Faire du vin en ville : la mouvance prend de l’ampleur. Initiée il y a quelques années à Paris, puis à Marseille ou encore Bordeaux, le concept a gagné d’autres villes, comme Lyon avec le chai Saint-Olive. Rencontre avec deux frères passionnés de vin qui en fait leur métier à plein temps.

Grégoire et Franck Saint-Olive sont lyonnais, et ont grandi à deux pas du chai qu’ils exploitent aujourd’hui, dans le 6è arrondissement de Lyon. Grégoire a déjà officié dans le monde du vin, puisqu’il travaillait chez Wine Sitting à Paris, spécialisé dans le stockage et la logistique de vin. Franck a quant à lui toujours aimé le vin, et ainsi commencèrent leurs premières expériences en 2014.
Faire du négoce et lancer leur marque devint leur objectif, après une première tentative réussie lors de laquelle leur marque avait pris de l’ampleur et a même été commercialisée par Le Petit Ballon, leur assurant une certaine renommée.

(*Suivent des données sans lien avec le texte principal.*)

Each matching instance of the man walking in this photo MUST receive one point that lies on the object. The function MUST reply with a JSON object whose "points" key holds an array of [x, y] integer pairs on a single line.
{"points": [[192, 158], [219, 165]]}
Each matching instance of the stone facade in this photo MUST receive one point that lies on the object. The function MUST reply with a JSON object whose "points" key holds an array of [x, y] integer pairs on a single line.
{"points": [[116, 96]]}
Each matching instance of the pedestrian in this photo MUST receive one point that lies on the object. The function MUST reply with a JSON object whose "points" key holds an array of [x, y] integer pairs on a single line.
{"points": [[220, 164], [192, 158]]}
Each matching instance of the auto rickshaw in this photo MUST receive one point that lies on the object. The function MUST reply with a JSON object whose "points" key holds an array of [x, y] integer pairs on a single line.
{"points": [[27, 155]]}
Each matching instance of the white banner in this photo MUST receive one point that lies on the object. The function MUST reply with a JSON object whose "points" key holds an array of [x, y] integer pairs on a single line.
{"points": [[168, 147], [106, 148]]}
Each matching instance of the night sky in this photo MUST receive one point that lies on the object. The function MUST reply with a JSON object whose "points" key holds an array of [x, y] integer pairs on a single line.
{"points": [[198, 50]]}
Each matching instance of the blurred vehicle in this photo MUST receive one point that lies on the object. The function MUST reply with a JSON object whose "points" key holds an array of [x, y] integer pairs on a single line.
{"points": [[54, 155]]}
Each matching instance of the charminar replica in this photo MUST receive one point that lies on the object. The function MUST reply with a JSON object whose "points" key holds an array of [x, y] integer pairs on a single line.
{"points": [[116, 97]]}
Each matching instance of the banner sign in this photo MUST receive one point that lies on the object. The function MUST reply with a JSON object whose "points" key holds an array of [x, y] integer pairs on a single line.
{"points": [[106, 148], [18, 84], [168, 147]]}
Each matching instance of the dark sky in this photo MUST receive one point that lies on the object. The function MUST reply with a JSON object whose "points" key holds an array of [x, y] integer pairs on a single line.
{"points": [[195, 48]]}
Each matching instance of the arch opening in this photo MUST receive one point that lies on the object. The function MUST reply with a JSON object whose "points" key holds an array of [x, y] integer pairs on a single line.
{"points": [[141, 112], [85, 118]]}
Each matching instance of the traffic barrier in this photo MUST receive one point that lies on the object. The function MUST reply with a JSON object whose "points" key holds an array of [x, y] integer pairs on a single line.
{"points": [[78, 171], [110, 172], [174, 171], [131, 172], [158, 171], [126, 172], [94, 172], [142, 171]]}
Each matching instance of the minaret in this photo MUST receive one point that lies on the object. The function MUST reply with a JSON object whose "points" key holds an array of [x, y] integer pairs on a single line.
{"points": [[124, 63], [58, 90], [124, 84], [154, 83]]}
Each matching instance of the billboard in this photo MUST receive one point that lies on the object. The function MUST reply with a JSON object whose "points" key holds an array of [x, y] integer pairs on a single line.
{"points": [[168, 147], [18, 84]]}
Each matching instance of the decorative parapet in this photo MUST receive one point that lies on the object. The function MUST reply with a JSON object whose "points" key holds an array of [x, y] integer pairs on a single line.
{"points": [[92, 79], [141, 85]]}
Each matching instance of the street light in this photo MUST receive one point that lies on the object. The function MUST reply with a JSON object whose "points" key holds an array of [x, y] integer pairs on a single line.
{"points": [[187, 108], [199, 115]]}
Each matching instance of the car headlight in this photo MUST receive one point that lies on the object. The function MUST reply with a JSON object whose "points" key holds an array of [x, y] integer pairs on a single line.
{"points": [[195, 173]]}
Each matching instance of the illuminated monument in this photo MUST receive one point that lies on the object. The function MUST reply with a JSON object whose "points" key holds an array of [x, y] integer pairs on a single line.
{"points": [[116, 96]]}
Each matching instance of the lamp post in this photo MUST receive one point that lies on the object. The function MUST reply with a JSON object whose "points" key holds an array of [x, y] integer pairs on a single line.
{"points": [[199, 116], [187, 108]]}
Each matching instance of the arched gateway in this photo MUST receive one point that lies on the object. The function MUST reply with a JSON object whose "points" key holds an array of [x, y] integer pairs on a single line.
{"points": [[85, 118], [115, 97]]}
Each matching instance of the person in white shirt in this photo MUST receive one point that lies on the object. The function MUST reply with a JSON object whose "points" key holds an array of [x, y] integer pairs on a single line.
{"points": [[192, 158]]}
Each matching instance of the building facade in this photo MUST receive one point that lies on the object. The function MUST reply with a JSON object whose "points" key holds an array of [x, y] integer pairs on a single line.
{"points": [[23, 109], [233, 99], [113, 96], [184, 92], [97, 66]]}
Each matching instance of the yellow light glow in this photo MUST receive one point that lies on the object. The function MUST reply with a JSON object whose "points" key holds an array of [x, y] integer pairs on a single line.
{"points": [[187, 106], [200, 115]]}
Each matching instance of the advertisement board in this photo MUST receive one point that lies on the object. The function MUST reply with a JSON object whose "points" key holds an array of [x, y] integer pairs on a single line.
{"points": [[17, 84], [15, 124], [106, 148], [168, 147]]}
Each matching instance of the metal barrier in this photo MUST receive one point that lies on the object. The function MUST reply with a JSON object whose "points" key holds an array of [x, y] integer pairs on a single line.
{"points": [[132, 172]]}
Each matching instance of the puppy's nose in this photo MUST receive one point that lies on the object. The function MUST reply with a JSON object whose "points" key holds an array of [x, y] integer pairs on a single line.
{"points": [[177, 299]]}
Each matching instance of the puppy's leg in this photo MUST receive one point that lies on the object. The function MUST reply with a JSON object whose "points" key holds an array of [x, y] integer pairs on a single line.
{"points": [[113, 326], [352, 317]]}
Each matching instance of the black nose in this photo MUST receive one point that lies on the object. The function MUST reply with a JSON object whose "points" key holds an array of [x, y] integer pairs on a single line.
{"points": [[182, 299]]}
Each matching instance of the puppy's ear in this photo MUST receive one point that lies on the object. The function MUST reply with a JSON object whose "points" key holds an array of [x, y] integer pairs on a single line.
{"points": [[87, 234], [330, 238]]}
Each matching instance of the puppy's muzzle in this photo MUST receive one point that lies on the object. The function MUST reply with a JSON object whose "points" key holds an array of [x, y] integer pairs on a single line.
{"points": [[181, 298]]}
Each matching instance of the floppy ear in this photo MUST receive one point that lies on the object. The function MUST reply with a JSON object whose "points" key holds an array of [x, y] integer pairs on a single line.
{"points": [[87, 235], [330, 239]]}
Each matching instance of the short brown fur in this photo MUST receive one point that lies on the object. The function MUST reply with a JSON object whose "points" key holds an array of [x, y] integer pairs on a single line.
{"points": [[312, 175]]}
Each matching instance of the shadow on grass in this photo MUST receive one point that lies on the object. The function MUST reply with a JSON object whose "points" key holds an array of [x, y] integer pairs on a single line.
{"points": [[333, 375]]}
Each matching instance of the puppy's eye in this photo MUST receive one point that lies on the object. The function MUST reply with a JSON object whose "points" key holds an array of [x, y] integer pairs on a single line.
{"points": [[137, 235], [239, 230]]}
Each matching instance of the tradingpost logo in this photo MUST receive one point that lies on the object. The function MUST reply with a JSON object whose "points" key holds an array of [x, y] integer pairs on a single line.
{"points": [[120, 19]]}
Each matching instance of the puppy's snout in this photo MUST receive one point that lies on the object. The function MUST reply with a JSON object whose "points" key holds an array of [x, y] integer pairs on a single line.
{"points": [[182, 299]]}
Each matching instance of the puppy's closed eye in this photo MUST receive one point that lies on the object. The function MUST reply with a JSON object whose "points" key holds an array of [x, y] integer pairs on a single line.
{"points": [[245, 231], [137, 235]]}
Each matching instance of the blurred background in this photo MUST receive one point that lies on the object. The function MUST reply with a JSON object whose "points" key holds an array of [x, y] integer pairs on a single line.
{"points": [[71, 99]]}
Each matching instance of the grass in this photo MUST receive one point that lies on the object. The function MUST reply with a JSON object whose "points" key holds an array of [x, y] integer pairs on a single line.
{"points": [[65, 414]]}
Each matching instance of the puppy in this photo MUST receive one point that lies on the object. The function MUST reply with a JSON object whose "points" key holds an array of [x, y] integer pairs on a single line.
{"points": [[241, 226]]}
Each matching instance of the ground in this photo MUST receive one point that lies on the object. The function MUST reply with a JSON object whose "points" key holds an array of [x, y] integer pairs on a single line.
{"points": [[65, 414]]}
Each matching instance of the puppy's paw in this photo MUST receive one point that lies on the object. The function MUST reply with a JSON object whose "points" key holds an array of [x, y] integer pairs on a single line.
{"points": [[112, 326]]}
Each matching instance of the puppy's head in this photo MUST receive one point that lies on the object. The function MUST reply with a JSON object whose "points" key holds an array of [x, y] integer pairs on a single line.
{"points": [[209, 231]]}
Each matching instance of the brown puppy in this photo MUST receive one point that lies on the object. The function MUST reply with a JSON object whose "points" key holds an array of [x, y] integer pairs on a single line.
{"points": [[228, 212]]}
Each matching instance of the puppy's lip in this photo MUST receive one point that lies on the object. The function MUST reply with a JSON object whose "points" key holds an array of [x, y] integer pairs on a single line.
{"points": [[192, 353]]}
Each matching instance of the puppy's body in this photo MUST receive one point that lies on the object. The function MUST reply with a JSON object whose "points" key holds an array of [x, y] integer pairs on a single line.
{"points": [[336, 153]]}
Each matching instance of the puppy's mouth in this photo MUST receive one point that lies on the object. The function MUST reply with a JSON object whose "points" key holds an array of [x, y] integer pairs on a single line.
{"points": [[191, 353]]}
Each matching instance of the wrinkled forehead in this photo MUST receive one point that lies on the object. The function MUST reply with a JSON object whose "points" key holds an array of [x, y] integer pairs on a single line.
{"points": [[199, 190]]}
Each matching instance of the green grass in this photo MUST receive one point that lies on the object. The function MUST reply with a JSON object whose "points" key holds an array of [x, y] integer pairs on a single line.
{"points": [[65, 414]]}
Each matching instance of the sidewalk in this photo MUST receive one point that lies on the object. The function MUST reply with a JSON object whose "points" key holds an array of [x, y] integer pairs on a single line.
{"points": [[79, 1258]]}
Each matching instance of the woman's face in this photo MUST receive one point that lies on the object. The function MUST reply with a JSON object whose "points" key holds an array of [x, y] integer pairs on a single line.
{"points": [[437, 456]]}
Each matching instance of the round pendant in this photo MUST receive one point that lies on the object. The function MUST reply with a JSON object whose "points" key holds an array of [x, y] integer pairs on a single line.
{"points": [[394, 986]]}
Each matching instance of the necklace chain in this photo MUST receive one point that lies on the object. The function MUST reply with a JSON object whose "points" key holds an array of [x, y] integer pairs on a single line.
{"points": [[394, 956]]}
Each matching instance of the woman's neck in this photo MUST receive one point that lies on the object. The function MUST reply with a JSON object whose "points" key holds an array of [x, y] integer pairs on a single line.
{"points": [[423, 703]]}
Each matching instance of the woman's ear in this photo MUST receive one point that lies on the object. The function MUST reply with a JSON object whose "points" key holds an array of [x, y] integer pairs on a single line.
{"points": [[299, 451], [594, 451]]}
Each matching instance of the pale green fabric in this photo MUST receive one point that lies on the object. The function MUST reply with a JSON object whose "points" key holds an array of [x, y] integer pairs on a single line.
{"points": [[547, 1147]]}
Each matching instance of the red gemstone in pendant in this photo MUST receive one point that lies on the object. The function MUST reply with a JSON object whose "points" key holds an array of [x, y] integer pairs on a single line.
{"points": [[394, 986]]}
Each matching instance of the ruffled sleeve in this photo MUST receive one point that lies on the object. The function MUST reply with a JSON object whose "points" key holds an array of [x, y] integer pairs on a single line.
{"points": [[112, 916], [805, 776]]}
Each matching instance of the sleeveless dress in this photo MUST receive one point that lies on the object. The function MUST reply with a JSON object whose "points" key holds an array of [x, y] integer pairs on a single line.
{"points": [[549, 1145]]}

De la danseuse à la consécration

L’idée avait donc germé de se consacrer entièrement à cette activité. Motivés par la passion, mais aussi par l’envie de réinventer les codes du vin, tout en mettant en avant une approche d’approvisionnement local dans l’air du temps, ils se décidèrent pour se retrouver à Lyon et ouvrir le premier chai urbain de la ville.
« Nous avions la volonté de faire évoluer les codes du vin, de participer à la modernisation de ce monde », explique Grégoire. « Et on s’inscrit dans la consommation locale, l’idée étant de se rapprocher au maximum du consommateur. Que ce soit sur le produit fini, pour lequel les raisins proviennent de vignes situées au plus loin à 60km, ou sur la possibilité de visiter près de chez eux un lieu de production vinicole », souligne Franck.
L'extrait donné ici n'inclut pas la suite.